Fail mode	Behaviour on Guardian failure
Fail open (default)	Treat the result as no signal. Risk level is unchanged; the existing gate decides as normal.
Fail closed	Force risk to `high`, which requires human approval regardless of trust level or recipe label.

The fail mode is stored in tenant.settings["guardian_fail_mode"] and is readable by any user in the tenant; only admin can change it.

Changing the fail mode writes a tenant.guardian_fail_mode.updated audit row.

The existing gates still stand

Fail-open means Guardian's signal is absent — not that the pipeline is unguarded. The trust × risk gate and the LLM safety classifier remain fully active in both fail modes.

Timeline entries¶

Guardian entries on the incident timeline use the guardian_classification and guardian_risk_elevated event types:

Event type	Icon	Typical title
`guardian_classification`	shield	"OpenRemedy Guardian: pass" / "OpenRemedy Guardian: high"
`guardian_risk_elevated`	shield	"Guardian raised risk low→high"
`guardian_classification` (comment)	shield	"Guardian flagged a human instruction: high"

Audit actions¶

Action	When written	Detail fields
`guardian.elevated_risk`	Hook B elevates a recipe's risk	`from`, `to`, `guardian_severity`, `recipe_slug`
`guardian.comment_flagged`	Hook C detects medium+ severity in a human comment	`severity`
`tenant.guardian_fail_mode.updated`	Admin changes the fail-mode setting	`fail_mode`

Hook A (advisory) is timeline-only; no audit row is written.

Deployment notes¶

Container: guardian (ghcr.io/openremedy/openremedy-guardian).
Network: internal only.
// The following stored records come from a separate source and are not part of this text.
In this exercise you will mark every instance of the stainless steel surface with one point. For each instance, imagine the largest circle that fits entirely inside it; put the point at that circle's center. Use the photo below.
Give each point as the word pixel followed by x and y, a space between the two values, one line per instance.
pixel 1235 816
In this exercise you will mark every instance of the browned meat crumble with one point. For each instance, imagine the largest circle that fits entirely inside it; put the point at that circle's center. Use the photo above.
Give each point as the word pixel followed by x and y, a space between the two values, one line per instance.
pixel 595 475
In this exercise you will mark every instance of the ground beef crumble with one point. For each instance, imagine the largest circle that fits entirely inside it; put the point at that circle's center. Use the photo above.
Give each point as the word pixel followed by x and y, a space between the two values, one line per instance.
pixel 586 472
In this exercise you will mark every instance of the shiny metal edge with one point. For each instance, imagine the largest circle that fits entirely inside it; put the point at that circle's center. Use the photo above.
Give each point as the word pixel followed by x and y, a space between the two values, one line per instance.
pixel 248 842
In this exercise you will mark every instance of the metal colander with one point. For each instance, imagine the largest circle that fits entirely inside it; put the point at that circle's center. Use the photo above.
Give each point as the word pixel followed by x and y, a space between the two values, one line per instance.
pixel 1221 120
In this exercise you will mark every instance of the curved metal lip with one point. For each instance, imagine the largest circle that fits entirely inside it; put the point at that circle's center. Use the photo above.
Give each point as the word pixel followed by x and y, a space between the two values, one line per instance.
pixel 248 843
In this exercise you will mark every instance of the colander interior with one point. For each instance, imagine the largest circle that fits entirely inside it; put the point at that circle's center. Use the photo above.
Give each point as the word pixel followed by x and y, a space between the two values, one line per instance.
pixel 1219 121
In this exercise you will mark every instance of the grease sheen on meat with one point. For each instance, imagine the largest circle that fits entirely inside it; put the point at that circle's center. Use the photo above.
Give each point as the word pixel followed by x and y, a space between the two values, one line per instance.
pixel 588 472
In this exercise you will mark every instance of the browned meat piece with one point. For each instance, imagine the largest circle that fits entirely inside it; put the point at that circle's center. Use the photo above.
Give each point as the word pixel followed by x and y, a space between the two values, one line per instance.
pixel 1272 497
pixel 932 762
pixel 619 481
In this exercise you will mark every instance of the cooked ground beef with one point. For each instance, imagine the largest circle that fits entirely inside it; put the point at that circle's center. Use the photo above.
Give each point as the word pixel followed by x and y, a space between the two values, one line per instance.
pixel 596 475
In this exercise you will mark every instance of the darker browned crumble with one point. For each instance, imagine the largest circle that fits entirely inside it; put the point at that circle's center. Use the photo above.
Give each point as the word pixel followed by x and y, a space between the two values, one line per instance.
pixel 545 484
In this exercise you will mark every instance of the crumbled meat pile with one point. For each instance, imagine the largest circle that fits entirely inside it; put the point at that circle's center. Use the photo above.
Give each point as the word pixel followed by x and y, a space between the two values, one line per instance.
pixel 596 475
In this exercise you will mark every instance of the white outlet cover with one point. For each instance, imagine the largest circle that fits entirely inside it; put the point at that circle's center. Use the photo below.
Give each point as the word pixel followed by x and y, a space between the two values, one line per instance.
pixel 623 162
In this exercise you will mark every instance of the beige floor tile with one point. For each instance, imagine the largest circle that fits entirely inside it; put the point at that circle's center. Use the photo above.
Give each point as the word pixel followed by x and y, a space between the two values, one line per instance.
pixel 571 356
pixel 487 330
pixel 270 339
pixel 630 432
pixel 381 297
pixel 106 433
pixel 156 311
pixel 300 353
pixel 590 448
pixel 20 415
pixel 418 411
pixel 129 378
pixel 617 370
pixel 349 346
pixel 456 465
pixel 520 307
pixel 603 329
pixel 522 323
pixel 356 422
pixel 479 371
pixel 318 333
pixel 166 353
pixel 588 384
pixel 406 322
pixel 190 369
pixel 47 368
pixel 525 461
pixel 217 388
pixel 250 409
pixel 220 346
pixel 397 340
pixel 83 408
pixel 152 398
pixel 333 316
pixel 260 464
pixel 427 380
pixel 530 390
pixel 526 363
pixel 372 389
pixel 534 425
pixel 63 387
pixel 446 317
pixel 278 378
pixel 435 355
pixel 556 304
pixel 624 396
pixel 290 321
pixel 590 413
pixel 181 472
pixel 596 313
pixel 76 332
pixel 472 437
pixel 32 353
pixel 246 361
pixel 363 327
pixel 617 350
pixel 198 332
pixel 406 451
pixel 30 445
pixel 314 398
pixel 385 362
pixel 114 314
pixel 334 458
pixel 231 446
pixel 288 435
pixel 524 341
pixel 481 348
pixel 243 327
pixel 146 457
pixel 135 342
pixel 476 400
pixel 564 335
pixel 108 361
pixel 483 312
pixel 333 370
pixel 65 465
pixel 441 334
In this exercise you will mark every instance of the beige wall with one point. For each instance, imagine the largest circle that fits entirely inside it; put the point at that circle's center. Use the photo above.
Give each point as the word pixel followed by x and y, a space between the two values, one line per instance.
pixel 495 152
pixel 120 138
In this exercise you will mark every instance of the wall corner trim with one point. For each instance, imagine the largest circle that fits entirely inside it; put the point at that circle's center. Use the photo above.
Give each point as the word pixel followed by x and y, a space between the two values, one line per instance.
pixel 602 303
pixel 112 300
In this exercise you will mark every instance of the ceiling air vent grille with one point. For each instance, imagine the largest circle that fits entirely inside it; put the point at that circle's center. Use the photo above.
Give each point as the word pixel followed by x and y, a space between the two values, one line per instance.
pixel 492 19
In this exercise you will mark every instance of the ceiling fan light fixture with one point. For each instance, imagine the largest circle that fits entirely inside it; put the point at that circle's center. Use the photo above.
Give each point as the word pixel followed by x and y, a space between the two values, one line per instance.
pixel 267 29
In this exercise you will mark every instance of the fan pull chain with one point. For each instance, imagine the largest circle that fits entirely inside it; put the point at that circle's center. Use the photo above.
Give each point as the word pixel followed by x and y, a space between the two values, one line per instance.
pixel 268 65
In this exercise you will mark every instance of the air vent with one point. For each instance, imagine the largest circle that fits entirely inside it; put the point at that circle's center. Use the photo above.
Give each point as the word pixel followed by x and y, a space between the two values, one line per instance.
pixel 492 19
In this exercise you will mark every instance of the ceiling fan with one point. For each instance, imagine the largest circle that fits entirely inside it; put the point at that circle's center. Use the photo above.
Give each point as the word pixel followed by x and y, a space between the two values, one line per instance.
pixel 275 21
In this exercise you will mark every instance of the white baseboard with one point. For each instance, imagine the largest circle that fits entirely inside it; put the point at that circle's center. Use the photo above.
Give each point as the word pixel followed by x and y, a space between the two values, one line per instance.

No Caddy route. Not reachable from the public network.
Environment: OREMEDY_GUARDIAN_ENABLED (backend flag), OREMEDY_GUARDIAN_URL, OREMEDY_GUARDIAN_TOKEN, OREMEDY_GUARDIAN_TIMEOUT_S.
Tag bumps: see OREMEDY_GUARDIAN_TAG in the deployment .env; images are built with scripts/build-and-push.sh X.Y.Z in the guardian repo.

See Security model for the full approval gate specification and Architecture for Guardian's position in the pipeline.